Because the case was filed against the State of Iowa, the duty of defending the State fell to Tom Miller, the Iowa Attorney General. Tom Miller has recently been under fire for joining in lawsuits on behalf of progressive causes and the legislature recently passed legislation to strip him of that authority.
Regardless, the State of Iowa recently filed a motion to dismiss the environmental groups’ lawsuit. Relying on clear U.S. Supreme Court precedent, the Attorney General’s motion to dismiss argues first that the environmental groups lack legal standing to file the lawsuit because they cannot casually link their alleged injury to the actions of the political actors that they sued. In other words, the political defendants that were sued were not the ones who are allegedly causing the pollution. Second, the Attorney General argues that the lawsuit unlawfully asks the district court to usurp the role of the legislative and executive branches of government and that the Iowa Constitution delegates those branches of government the power to enact and administer environmental laws by the Iowa Constitution and not the judiciary. Finally, the Attorney General’s motion states that the environmental groups must first exhaust their rights under Iowa’s Administrative Procedures Act if they want new regulations.

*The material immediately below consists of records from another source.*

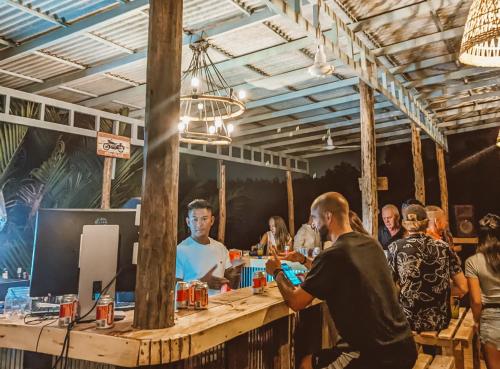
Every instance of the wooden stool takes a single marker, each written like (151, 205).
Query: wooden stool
(446, 340)
(425, 361)
(467, 339)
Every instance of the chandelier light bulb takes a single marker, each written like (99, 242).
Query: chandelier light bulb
(195, 82)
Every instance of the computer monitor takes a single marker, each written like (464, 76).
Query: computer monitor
(56, 248)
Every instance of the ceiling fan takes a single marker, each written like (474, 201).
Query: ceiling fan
(329, 145)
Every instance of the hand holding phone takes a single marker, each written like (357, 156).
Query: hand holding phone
(290, 275)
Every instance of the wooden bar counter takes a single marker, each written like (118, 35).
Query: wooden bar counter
(196, 331)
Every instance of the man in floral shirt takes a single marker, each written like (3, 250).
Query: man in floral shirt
(423, 268)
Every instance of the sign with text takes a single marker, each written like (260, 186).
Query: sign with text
(113, 146)
(382, 183)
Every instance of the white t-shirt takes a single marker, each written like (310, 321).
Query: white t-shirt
(194, 260)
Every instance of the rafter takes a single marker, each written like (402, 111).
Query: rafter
(292, 141)
(398, 15)
(19, 4)
(419, 41)
(122, 10)
(366, 68)
(300, 122)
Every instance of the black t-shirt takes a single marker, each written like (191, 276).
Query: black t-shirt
(354, 279)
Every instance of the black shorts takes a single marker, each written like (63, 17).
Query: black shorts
(344, 357)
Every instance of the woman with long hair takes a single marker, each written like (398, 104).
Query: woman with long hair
(277, 236)
(483, 276)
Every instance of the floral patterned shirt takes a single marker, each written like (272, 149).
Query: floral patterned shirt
(423, 267)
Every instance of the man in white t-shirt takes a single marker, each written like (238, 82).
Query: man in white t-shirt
(200, 257)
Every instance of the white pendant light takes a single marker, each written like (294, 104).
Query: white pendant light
(481, 40)
(320, 68)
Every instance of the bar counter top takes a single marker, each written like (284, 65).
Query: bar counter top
(228, 315)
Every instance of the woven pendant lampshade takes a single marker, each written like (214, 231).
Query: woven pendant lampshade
(481, 40)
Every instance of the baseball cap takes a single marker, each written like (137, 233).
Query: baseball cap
(414, 213)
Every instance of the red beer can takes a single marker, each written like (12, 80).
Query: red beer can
(201, 296)
(105, 312)
(257, 283)
(68, 310)
(182, 297)
(192, 285)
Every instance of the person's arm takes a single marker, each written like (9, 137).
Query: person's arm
(475, 298)
(458, 277)
(263, 240)
(297, 257)
(472, 274)
(299, 239)
(296, 298)
(460, 284)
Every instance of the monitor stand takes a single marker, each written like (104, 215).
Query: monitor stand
(98, 261)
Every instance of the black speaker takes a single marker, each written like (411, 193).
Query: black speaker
(464, 221)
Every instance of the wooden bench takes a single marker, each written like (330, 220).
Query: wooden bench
(425, 361)
(445, 339)
(468, 340)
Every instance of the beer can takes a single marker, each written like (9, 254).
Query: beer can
(201, 296)
(287, 249)
(182, 297)
(105, 312)
(192, 286)
(68, 310)
(316, 251)
(455, 307)
(257, 282)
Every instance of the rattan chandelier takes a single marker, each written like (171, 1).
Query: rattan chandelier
(481, 40)
(207, 101)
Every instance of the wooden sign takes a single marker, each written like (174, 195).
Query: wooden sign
(382, 183)
(113, 146)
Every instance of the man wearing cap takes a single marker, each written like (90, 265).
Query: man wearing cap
(423, 268)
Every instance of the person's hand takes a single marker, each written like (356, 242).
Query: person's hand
(273, 262)
(306, 362)
(213, 282)
(295, 257)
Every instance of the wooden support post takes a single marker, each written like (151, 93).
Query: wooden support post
(291, 215)
(418, 165)
(443, 183)
(222, 202)
(368, 159)
(107, 172)
(237, 352)
(282, 352)
(155, 282)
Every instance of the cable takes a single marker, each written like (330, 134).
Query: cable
(65, 349)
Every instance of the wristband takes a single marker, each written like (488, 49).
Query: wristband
(276, 272)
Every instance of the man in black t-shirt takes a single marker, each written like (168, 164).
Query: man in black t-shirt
(354, 279)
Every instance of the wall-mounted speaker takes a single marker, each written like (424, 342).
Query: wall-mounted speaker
(464, 221)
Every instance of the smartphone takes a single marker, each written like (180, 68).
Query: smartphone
(290, 275)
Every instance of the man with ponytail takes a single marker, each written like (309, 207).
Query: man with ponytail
(423, 267)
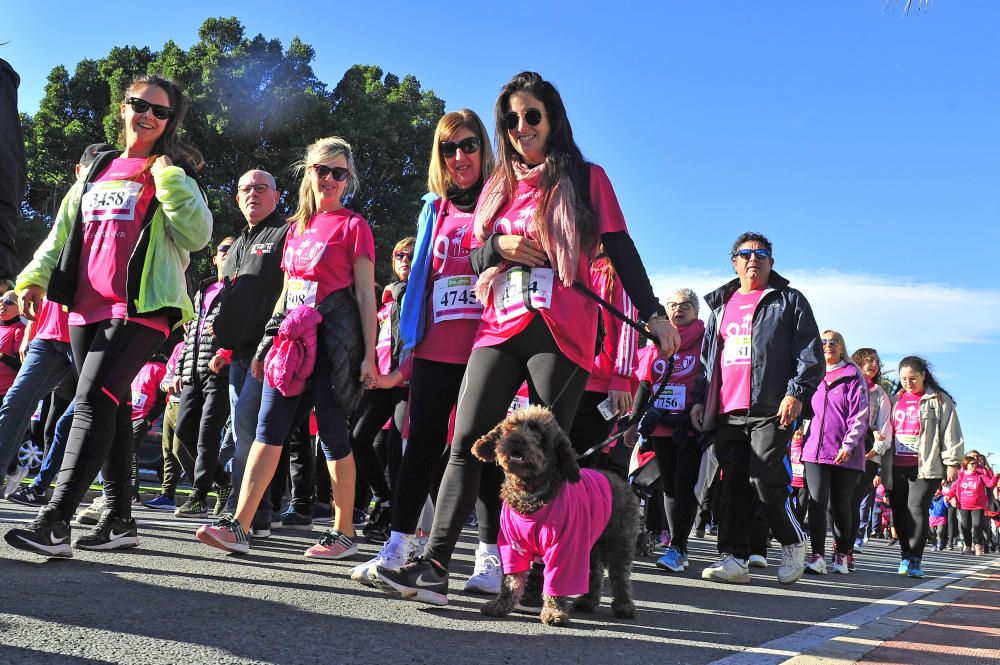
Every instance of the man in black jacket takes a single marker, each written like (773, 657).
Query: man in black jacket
(761, 361)
(255, 280)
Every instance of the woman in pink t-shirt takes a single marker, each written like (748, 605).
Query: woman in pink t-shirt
(329, 264)
(116, 256)
(539, 221)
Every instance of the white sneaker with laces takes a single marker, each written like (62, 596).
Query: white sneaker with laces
(486, 576)
(392, 556)
(727, 569)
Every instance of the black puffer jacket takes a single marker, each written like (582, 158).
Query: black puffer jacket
(199, 350)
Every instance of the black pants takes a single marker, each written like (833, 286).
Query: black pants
(374, 408)
(491, 380)
(832, 486)
(678, 475)
(203, 411)
(751, 452)
(108, 355)
(910, 498)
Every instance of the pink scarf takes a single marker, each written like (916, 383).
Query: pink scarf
(561, 243)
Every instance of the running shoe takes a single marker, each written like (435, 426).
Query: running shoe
(422, 580)
(674, 560)
(226, 534)
(111, 533)
(28, 496)
(194, 508)
(793, 563)
(161, 502)
(727, 569)
(90, 515)
(392, 556)
(332, 546)
(816, 565)
(486, 576)
(46, 535)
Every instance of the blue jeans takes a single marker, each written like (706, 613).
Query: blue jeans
(45, 366)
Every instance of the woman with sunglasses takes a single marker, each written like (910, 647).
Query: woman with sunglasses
(834, 453)
(116, 258)
(539, 220)
(438, 324)
(329, 264)
(927, 448)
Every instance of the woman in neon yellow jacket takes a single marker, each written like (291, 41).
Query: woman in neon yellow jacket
(115, 258)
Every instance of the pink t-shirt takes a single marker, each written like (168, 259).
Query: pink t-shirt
(561, 534)
(906, 422)
(571, 316)
(113, 208)
(453, 312)
(52, 322)
(320, 260)
(736, 331)
(145, 385)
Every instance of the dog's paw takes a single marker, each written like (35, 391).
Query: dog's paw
(554, 617)
(623, 609)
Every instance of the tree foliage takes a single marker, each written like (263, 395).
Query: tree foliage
(253, 104)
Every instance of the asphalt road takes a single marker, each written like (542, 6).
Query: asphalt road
(174, 600)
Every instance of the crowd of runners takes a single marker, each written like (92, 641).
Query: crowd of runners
(520, 286)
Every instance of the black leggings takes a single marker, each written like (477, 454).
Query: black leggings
(108, 355)
(832, 486)
(678, 475)
(492, 378)
(374, 408)
(972, 526)
(910, 498)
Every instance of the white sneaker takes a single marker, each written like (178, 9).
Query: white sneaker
(486, 576)
(793, 563)
(392, 556)
(727, 569)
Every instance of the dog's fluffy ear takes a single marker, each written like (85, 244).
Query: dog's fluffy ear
(485, 447)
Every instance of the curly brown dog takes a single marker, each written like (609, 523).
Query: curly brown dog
(538, 463)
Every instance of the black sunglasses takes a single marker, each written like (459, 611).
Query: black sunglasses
(140, 106)
(468, 145)
(339, 172)
(531, 116)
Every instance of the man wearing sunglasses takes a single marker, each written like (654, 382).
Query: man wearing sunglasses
(761, 361)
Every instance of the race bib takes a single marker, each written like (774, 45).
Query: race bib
(513, 288)
(455, 298)
(673, 398)
(300, 292)
(110, 200)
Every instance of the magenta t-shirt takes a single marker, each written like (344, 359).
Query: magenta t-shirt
(320, 260)
(906, 423)
(571, 316)
(453, 312)
(561, 534)
(52, 322)
(736, 332)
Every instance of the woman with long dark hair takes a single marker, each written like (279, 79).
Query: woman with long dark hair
(116, 258)
(539, 220)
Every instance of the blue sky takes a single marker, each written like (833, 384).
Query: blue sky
(863, 143)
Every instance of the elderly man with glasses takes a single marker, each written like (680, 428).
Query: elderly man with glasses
(761, 361)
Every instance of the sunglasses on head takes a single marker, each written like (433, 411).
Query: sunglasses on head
(339, 172)
(531, 116)
(745, 254)
(468, 145)
(140, 106)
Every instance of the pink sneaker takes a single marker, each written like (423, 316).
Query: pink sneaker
(332, 545)
(225, 534)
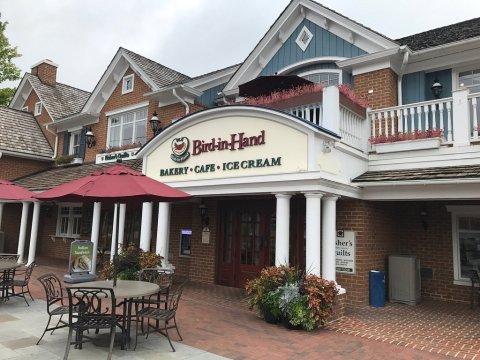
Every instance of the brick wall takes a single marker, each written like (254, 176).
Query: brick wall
(384, 85)
(12, 167)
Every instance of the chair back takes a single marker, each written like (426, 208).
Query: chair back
(162, 277)
(53, 288)
(88, 304)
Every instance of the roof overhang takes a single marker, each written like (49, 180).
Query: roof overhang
(170, 95)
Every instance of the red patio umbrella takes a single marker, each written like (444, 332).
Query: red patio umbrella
(116, 184)
(10, 191)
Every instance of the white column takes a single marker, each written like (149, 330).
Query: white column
(114, 231)
(146, 230)
(329, 236)
(97, 207)
(34, 232)
(1, 214)
(163, 232)
(312, 246)
(121, 225)
(23, 231)
(282, 237)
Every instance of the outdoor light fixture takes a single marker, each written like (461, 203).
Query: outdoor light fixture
(155, 124)
(436, 89)
(424, 219)
(203, 214)
(90, 138)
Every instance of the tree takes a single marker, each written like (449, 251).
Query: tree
(8, 70)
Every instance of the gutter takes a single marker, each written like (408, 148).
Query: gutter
(187, 107)
(56, 140)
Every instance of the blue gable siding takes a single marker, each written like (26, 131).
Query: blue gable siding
(209, 96)
(416, 87)
(324, 43)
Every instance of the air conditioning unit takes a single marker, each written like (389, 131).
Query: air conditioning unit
(404, 282)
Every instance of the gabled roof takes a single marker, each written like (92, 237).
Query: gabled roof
(442, 35)
(50, 178)
(21, 135)
(60, 100)
(161, 75)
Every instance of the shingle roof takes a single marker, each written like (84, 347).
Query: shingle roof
(50, 178)
(442, 35)
(60, 100)
(161, 75)
(435, 173)
(20, 133)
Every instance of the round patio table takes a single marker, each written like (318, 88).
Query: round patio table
(127, 290)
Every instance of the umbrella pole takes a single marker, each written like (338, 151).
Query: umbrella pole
(116, 258)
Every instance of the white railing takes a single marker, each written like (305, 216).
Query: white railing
(351, 128)
(427, 115)
(309, 112)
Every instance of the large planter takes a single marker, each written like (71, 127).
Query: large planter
(407, 145)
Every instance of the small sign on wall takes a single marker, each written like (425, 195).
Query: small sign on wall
(345, 250)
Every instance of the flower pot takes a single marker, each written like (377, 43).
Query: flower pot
(286, 323)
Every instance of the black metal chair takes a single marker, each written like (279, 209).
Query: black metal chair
(152, 310)
(90, 308)
(56, 301)
(22, 283)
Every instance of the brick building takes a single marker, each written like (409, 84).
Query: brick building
(313, 177)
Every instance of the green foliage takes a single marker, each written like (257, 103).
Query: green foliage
(301, 300)
(8, 70)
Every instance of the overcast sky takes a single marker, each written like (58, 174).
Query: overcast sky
(191, 36)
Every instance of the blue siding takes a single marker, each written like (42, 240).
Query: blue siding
(209, 96)
(324, 43)
(416, 87)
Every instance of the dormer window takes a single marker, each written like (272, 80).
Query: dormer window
(304, 38)
(127, 84)
(38, 108)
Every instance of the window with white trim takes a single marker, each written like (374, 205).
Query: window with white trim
(38, 108)
(127, 84)
(128, 128)
(470, 79)
(74, 148)
(69, 220)
(466, 241)
(304, 38)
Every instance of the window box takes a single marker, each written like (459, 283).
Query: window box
(407, 145)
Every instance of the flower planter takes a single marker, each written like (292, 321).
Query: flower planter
(407, 145)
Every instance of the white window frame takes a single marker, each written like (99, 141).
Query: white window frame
(38, 108)
(71, 218)
(72, 145)
(121, 114)
(125, 83)
(324, 71)
(304, 44)
(458, 211)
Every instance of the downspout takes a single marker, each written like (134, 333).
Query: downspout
(187, 108)
(403, 49)
(56, 141)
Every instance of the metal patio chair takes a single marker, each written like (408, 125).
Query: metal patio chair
(152, 310)
(90, 308)
(56, 302)
(22, 283)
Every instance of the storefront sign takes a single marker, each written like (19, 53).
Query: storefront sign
(81, 253)
(345, 250)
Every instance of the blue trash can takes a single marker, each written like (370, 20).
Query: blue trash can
(377, 288)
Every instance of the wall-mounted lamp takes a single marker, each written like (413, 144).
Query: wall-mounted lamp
(90, 138)
(203, 214)
(436, 89)
(424, 219)
(155, 124)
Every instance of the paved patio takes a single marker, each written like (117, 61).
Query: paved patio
(215, 323)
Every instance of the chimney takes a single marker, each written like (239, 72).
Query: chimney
(46, 70)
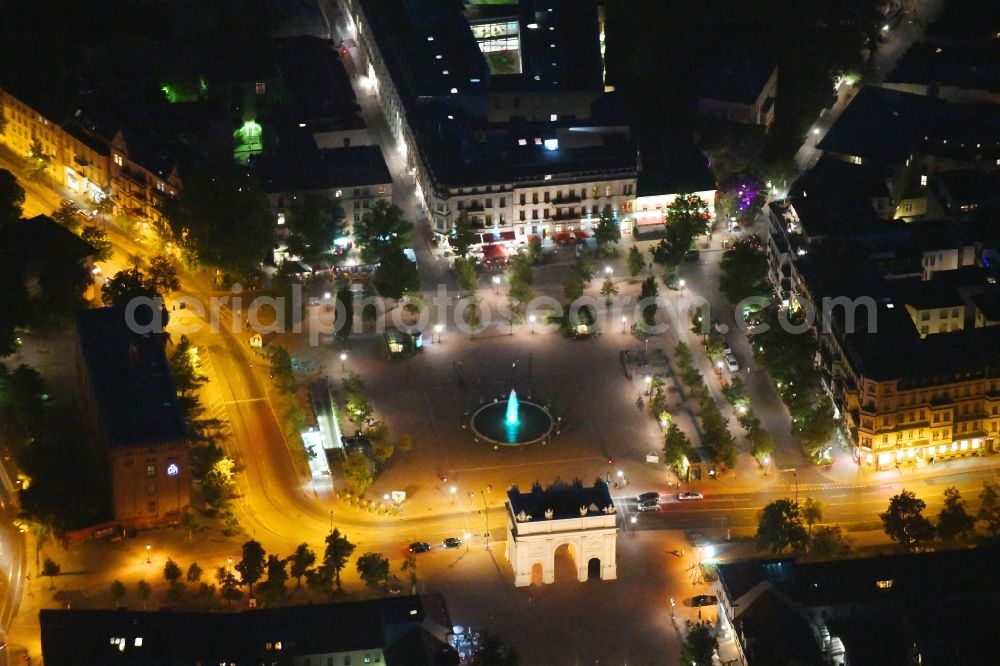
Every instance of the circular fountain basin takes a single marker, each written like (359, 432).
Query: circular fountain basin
(533, 423)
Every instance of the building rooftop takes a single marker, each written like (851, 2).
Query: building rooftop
(967, 66)
(268, 635)
(41, 240)
(564, 499)
(130, 378)
(738, 75)
(881, 125)
(463, 153)
(310, 168)
(317, 83)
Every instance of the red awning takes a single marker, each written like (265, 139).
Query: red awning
(494, 252)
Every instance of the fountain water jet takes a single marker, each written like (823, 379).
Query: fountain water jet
(512, 407)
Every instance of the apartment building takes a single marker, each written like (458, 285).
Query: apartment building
(491, 111)
(91, 161)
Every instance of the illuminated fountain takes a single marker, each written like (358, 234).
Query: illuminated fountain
(512, 422)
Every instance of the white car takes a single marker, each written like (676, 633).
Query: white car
(732, 364)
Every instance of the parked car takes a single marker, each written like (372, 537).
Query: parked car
(732, 364)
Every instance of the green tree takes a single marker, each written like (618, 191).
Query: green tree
(251, 566)
(277, 576)
(382, 232)
(715, 432)
(11, 197)
(194, 573)
(520, 278)
(98, 239)
(462, 235)
(989, 508)
(396, 275)
(126, 285)
(635, 262)
(22, 405)
(37, 161)
(345, 311)
(607, 231)
(675, 446)
(220, 219)
(904, 520)
(282, 373)
(143, 591)
(358, 471)
(301, 561)
(171, 572)
(373, 569)
(647, 299)
(609, 289)
(161, 275)
(184, 367)
(117, 592)
(356, 398)
(812, 513)
(68, 215)
(573, 286)
(829, 541)
(779, 526)
(700, 644)
(465, 270)
(338, 551)
(954, 519)
(316, 221)
(494, 652)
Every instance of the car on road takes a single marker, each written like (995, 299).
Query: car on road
(732, 364)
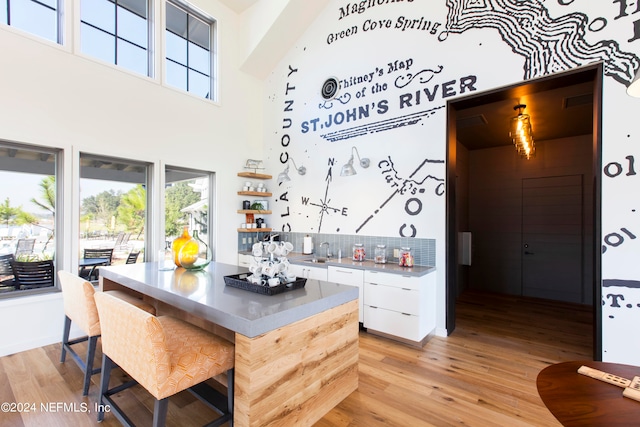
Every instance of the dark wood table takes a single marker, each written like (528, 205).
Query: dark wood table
(91, 262)
(577, 400)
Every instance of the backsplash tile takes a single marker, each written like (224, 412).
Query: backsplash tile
(424, 250)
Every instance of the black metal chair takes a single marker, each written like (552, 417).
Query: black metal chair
(7, 279)
(93, 272)
(34, 274)
(133, 257)
(24, 247)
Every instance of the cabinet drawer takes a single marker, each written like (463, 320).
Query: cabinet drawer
(346, 276)
(392, 323)
(389, 279)
(309, 272)
(396, 299)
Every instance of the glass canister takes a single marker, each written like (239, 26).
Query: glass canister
(358, 252)
(405, 257)
(380, 254)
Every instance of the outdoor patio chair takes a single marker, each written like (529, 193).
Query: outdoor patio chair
(133, 257)
(24, 247)
(92, 273)
(7, 279)
(35, 274)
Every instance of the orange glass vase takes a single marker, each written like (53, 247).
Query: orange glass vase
(178, 243)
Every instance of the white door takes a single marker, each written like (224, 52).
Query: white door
(552, 238)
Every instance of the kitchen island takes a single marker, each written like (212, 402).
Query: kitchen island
(296, 352)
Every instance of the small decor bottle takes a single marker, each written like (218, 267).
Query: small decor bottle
(358, 252)
(178, 243)
(405, 258)
(380, 254)
(194, 254)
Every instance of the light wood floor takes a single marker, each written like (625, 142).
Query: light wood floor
(482, 375)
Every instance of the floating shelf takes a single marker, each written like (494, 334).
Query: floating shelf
(254, 193)
(253, 230)
(253, 212)
(254, 175)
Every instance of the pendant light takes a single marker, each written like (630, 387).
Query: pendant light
(521, 133)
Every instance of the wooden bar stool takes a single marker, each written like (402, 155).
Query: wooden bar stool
(164, 355)
(80, 307)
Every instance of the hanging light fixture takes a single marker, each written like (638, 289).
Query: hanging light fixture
(348, 169)
(521, 133)
(284, 175)
(634, 88)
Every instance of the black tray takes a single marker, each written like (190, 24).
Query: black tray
(240, 281)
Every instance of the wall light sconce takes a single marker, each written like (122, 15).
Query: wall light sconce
(634, 88)
(284, 175)
(348, 169)
(521, 133)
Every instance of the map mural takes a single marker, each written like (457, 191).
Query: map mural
(376, 75)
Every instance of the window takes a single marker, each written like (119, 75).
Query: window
(113, 210)
(116, 31)
(39, 17)
(28, 196)
(187, 203)
(189, 61)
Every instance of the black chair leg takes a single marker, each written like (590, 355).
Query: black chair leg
(230, 393)
(65, 338)
(160, 408)
(88, 365)
(107, 364)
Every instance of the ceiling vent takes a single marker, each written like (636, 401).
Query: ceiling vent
(471, 121)
(578, 100)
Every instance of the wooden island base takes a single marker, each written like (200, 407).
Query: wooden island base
(295, 375)
(290, 376)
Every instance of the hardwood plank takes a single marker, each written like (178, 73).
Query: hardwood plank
(482, 375)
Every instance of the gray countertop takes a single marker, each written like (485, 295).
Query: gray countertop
(205, 295)
(389, 267)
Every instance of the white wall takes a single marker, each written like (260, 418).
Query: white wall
(393, 70)
(54, 97)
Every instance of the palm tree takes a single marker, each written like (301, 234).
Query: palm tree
(48, 193)
(131, 211)
(8, 213)
(48, 203)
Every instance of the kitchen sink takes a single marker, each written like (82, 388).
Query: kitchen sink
(315, 260)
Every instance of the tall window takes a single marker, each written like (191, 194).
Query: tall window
(27, 217)
(116, 31)
(189, 38)
(113, 210)
(39, 17)
(187, 203)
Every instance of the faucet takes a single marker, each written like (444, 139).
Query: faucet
(329, 254)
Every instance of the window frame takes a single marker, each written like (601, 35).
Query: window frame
(59, 229)
(148, 185)
(59, 20)
(150, 35)
(210, 197)
(190, 10)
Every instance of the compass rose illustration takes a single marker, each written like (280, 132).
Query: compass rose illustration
(324, 203)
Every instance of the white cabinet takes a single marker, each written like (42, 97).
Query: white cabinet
(317, 273)
(349, 276)
(399, 305)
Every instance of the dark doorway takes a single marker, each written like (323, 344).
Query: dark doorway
(500, 198)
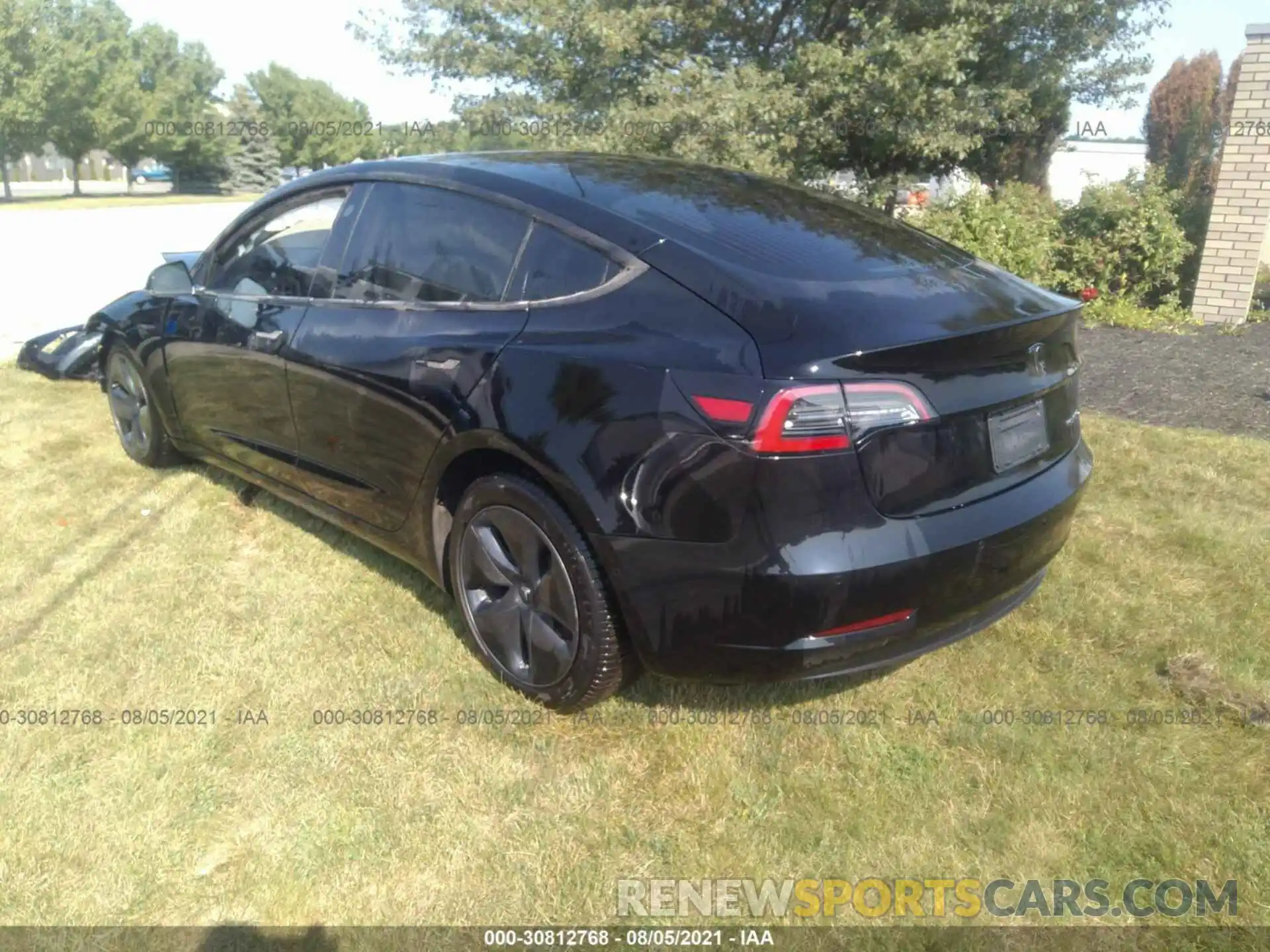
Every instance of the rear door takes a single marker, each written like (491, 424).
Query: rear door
(418, 310)
(225, 346)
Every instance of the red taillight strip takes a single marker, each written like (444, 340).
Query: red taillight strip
(893, 619)
(770, 437)
(724, 411)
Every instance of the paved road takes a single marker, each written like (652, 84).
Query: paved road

The last point is ironic in that the Iowa Environmental Council (IEC) and the Environmental Law & Policy Center (ELPC) actually worked for several years to try to get the DNR’s Environmental Protection Commission to enact strict limits for Iowa’s lakes. That effort was denied in February of 2019.
All three of these arguments in favor of a dismissal are clear winners. However, I suspect that this lawsuit is a “long play” and the first of several more challenges.